Diese Entwicklung wird sich fortsetzen und es gibt eine ganze Vielzahl an neuen Substanzen in den pharmazeutischen Pipelines. "Die Tumortherapie ist in hohem Maße innovativ und zunehmend individualisiert", fasste Hohenberger diese Entwicklung zusammen. Sie ist damit aber auch teuer. Das setzt einerseits die Gesundheitssysteme unter Druck und schürt andererseits auf Seiten der Patienten Ängste, möglicherweise allein schon aus Kostengründen nicht die bestmögliche Therapie zu erhalten.

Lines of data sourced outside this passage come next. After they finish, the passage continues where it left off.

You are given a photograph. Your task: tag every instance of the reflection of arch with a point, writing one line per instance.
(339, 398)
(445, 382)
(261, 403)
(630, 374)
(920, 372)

Die "gefühlte Qualität" ist hoch

Es müssen deshalb, so hieß es in Berlin, Strukturen geschaffen werden, die dieser Entwicklung Rechnung tragen und für einen rationalen Einsatz der neuen Therapieoptionen sorgen. Die deutschen Krebsmediziner setzen dabei auf die Behandlung von Tumorpatienten in zertifizierten Organkrebszentren. 400 solcher Zentren sind bereits zertifiziert, 200 weitere stehen aktuell zur Zertifizierung an. Für bessere Strukturen im Kampf gegen Krebserkrankungen soll zudem der Nationale Krebsplan sorgen, hinter dem neben der Deutschen Krebsgesellschaft auch die Bundesregierung, die Arbeitsgemeinschaft Deutscher Tumorzentren und die Deutsche Krebshilfe steht, der aber in der Öffentlichkeit bislang wenig Beachtung gefunden hat. Der Nationale Krebsplan soll für eine flächendeckend bessere Versorgung von Krebspatienten hierzulande sorgen und auch dafür, dass Innovationen in der Behandlung für alle Patienten gesichert werden können. Er soll mit dazu beitragen, dass die deutsche Krebsmedizin den internationalen Anschluss nicht verpasst. Denn, so Hohenberger, "die gefühlte Qualität der deutschen Krebsmedizin scheint uns hoch zu sein, tatsächlich werden wir in der internationalen Landschaft aber nur im Mittelfeld gehandelt".

Quelle Prof. Dr. W. Hohenberger, Erlangen, Prof. Dr. Wolff Schmiegel, Bochum, Eröffnungsreden beim 29. Deutschen Krebskongress, Berlin, 24. Februar 2010.